Natural history of New Zealand


The natural history of New Zealand began when the landmass Zealandia broke away from the supercontinent Gondwana in the Cretaceous period. Before this time, Zealandia shared its past with Australia and Antarctica. Since this separation, the New Zealand biota and landscape has evolved in near-isolation. The exclusively natural history of the country ended in about 1300 AD, when humans first settled, and the country's environmental history began. The period from 1300 AD to today coincides with the extinction of many of New Zealand's unique species that had evolved there.
The break-up of Gondwana left the resulting continents, including Zealandia, with a shared ecology. Zealandia began to move away from the part of Gondwana which would become Australia and Antarctica approximately 85 million years ago. By about 70 Ma, the break up was complete.
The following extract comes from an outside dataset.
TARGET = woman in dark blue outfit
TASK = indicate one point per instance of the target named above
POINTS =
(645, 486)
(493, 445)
Zealandia has been moving northwards ever since, changing both in relief and climate. The present biota of New Zealand does include descendants of Gondwanan lineages, but has lost many others, such as the Saint Bathans mammal, and has received many immigrant populations. Several elements of Gondwana biota are present in New Zealand today: predominantly plants, such as the podocarps and the southern beeches, but also distinctive insects, birds, frogs and the tuatara.
In the Duntroonian stage of the Oligocene, the land area of Zealandia was at a minimum. It has been suggested that water covered all of it, but the consensus is that low-lying islands remained, perhaps a quarter of the modern land area of New Zealand.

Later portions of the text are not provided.